Send Mills packing

THE PROJECT THAT Mills Corp. proposes to build on Piers 27-31 – a prime piece of San Francisco waterfront property – has always been a trade-off. The way the original proposal went, in exchange for replacing damaged piers in the area, building a new YMCA, and creating new open space, the city would let Mills build a big mall and office park.

That never struck us as a good deal – but Mills has made it much worse. As the company enters the final four months of its five-year exclusive negotiating agreement with the Port of San Francisco, Mills has demonstrated that it can't be trusted to give the public a straight story – about its contracts, its figures, or its real intentions for the land.

In fact, this entire project has been a mess of secrecy and misinformation – and when it comes back to the Port Commission Dec. 13 for amendments, it should be killed for good.

First proposed during the backroom-dealing days of the Willie Brown administration, the Mills mall has become a public relations fiasco for almost everyone involved. Mills has embarrassed the Port of San Francisco and the YMCA – and then tried to blame it all on the hired help.

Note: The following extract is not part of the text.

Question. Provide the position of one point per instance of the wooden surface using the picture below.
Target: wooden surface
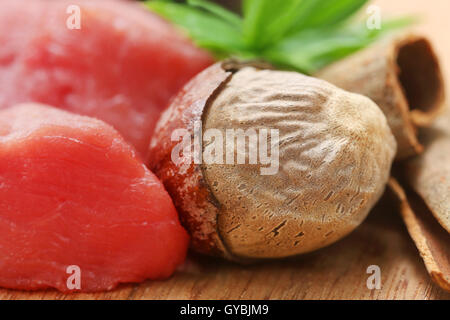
(336, 272)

The YMCA was supposed to get a new facility in the project – but the nonprofit would have to raise $30 million. In the end, it turned out that Mills and the Y didn't even have a written contract. And it wasn't until Nov. 29 that port officials finally realized the damage being done to the city's reputation: That's when executive director Monique Moyer finally challenged Mills over its approach, concluding a letter with the huge understatement, "Mills Corporation's recent actions may have undermined the public's confidence in the Port."

In response, Mills CEO Laurence Siegel pledged to do better – by firing political consultant Eric Jaye and public relations spokesperson David D'Onofrio. His Nov. 29 letter continued to dodge responsibility and blamed city leaders, including the supervisors (who voted 9-1 against the plan), for "an unfair prejudgment of the project."

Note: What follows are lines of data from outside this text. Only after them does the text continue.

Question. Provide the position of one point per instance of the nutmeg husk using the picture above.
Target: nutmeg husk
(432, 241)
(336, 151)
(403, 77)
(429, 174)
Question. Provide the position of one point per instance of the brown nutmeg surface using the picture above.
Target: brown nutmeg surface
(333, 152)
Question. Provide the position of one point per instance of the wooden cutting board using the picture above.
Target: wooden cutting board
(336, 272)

Wrong. This project has had every chance in the world. The supervisors concluded for very good reason that it wasn't financially feasible. And Siegel can't just blame his local flacks for bungling it. If this project somehow gets another chance at life from the Port Commission, San Francisco will have to take another great leap of faith and trust Mills – trust that the company won't put the squeeze on the YMCA to rapidly repay its $30 million debt, or force the organization to fill the new facility with corporation sponsorship logos (as the agreement indicates they might), and trust that Mills doesn't admit any more wishful financial thinking or cooking of the books that would again cause its stock to plummet (as it did last month after just such revelations were made public) and leave San Francisco holding the bag for a project badly or partially built.

The bottom line is that we would have to trust a company that has proved itself untrustworthy again and again. This one is a slam-dunk: The Port should refuse to allow any changes or extend the negotiating period and send Mills packing. For good.